The thinking at the time was that SEZs, considered outside Indian tax area and meant for exporters, would at least generate employment and foreign exchange, if not tax revenues.

“You are competing against countries like China,” he pointed out. “We were being able to price our offerings at competitive rates ... The new tax will have to be passed on to the pricing and to that extent, our offering will be less competitive,” he said.

SEZs are currently being used both by manufacturing companies, such as Reliance Industries’ Jamnagar refinery, as well as by large IT and BPO companies, that export ‘services’ to countries like the US.

While taxes of 20-21% on profits may not hurt big software companies, they will make life hard for manufacturing companies who have to deal with Chinese competitors who often pay much lower taxes and bills, Patel said.

“You cannot ask people to invest saying no tax and when they have, say that you will tax. If absolutely necessary, make it applicable to those who apply from now on,” he added.

Since their establishment, SEZ exports have grown in leaps and bounds, doubling their exports every year. They accounted for exports worth $50 billion last year — almost a quarter of India’s goods, IT and BPO exports during the period. They are on track to hit $75 billion this year, Khullar said.

The Commerce ministry is especially worried over the fast rising gap between what Indian earns and what it spends in the rest of the world and sees manufacturing and exports as the only way to ensure a bankruptcy free future.

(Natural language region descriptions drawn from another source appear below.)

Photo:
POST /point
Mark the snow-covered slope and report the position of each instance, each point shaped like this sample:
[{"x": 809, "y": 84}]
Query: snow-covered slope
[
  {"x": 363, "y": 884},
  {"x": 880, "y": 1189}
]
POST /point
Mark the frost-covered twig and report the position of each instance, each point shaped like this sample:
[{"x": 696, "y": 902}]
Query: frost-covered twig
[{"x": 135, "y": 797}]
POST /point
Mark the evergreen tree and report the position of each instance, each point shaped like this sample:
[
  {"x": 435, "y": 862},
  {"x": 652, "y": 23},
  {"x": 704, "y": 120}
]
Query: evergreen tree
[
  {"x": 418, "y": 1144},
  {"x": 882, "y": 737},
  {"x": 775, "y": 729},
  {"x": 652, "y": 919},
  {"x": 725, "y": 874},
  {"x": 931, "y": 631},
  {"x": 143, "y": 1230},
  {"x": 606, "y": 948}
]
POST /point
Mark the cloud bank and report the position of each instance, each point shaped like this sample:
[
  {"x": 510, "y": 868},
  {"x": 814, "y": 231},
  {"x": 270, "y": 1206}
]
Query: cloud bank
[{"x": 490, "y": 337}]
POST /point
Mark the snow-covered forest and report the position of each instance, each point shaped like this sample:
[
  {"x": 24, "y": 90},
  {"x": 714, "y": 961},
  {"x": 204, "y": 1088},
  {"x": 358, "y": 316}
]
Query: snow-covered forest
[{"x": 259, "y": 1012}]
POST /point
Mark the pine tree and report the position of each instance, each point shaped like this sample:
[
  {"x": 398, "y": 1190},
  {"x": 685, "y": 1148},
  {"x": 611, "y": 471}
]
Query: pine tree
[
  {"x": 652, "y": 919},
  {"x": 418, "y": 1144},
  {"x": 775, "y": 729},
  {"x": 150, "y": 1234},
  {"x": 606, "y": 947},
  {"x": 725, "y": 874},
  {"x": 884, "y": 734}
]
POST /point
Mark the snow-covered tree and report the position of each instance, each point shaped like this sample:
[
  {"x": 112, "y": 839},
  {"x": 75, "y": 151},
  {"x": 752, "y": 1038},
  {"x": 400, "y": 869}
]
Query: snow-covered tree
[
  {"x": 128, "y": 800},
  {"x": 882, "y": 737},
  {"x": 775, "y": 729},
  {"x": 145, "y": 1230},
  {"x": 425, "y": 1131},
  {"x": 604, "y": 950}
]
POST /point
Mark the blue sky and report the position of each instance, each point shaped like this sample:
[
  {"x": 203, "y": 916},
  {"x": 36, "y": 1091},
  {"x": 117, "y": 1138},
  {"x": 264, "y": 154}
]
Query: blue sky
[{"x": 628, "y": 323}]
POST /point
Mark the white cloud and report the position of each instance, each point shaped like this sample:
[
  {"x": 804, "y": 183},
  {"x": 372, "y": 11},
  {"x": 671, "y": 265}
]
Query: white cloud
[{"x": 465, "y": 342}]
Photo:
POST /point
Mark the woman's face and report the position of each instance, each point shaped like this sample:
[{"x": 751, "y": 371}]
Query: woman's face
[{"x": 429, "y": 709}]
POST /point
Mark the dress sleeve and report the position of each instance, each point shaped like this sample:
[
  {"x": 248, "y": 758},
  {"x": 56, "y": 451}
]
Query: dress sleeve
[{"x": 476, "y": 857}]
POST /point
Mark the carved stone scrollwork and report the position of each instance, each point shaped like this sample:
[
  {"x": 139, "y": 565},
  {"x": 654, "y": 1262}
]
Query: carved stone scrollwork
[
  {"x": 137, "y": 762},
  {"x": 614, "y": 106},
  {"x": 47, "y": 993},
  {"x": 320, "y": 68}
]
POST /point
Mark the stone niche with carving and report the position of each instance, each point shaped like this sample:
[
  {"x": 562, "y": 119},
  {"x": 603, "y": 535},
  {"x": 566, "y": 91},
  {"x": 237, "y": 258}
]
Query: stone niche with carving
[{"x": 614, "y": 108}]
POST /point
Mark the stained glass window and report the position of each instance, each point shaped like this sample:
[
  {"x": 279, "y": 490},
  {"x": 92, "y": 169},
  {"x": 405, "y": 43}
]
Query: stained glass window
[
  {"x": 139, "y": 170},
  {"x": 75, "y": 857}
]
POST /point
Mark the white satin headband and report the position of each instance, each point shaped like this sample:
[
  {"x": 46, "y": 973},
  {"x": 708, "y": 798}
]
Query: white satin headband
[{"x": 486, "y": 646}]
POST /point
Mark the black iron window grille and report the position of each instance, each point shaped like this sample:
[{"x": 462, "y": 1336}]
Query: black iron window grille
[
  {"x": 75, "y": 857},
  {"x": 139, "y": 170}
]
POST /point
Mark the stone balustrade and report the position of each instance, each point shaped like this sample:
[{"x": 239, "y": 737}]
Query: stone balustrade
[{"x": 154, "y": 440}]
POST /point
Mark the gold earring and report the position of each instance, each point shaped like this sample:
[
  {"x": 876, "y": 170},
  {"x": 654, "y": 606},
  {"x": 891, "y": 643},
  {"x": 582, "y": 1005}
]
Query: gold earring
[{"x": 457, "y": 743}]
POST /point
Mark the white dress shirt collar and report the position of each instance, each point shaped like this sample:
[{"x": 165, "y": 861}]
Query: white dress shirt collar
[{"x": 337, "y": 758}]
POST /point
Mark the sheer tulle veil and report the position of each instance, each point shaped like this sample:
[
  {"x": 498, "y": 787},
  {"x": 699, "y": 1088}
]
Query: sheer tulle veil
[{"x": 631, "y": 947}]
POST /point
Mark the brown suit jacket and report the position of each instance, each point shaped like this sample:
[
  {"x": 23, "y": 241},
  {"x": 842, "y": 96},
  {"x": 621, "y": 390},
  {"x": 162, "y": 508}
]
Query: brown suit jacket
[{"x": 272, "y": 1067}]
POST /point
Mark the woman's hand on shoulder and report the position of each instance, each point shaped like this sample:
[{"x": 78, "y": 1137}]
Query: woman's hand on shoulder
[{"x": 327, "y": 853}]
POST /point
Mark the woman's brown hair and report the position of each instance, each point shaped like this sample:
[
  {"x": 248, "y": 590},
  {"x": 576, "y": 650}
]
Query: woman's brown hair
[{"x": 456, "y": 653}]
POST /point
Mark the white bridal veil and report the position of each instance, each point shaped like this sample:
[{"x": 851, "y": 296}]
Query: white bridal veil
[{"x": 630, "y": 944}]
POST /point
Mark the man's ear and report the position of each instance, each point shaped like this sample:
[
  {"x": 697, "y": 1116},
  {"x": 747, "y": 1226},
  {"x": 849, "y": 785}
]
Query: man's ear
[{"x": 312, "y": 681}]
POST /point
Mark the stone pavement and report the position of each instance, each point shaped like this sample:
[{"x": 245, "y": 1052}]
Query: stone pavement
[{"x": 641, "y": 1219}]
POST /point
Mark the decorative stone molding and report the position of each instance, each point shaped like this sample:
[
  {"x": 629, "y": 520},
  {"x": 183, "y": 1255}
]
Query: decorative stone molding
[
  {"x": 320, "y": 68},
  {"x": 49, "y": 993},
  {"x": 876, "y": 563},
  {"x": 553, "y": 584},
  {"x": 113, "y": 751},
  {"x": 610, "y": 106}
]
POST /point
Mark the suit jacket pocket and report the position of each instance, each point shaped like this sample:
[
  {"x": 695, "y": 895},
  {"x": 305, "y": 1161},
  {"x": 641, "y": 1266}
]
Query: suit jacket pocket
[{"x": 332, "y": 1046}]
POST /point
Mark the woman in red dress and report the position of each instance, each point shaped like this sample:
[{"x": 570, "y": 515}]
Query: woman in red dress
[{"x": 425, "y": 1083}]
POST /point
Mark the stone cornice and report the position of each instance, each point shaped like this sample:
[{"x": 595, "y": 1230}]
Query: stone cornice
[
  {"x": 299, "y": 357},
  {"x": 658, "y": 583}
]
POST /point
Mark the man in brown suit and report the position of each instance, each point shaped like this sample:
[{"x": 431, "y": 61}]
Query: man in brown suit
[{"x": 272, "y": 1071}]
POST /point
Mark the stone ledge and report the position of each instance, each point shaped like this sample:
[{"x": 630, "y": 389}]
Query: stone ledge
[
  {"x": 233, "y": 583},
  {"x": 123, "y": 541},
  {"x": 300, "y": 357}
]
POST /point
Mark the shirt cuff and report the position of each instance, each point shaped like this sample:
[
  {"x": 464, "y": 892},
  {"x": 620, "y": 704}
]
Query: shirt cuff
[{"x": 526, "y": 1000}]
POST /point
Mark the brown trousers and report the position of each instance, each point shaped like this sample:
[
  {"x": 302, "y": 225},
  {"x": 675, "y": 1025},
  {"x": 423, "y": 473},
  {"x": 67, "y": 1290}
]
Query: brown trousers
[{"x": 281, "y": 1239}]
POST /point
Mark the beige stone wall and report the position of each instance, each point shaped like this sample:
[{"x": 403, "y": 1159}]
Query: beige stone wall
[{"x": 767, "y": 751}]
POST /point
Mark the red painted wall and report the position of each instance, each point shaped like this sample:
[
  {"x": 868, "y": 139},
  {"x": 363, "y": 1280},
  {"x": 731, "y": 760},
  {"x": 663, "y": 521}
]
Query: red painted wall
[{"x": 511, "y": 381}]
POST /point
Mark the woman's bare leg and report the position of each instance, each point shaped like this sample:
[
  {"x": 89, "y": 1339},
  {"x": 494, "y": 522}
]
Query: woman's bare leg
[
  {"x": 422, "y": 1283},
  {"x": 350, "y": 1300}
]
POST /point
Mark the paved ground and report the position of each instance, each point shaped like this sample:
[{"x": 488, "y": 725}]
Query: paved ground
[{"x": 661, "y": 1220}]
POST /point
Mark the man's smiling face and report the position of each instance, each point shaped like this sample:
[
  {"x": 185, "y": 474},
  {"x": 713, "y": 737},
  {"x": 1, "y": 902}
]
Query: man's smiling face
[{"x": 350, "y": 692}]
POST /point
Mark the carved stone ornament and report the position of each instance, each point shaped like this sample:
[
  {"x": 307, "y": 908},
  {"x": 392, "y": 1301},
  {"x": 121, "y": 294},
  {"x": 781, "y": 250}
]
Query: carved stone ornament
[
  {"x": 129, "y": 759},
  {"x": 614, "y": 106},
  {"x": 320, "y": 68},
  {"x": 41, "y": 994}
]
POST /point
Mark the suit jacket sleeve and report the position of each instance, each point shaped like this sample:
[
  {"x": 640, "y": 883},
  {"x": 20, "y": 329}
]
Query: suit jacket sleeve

Thanks to a $110 billion shortfall in its goods exports compared to its imports, India had a net deficit of $38 billion in its ‘current’ transactions with the rest of the world.

“We have a problem because you want to bank that this [shortfall] is going to be financed by booming exports of services [IT & BPO] and remittances, that is a very risky way to plan your finances.. The best way to address the issue is to dramatically increase your exports,” Khullar reiterated.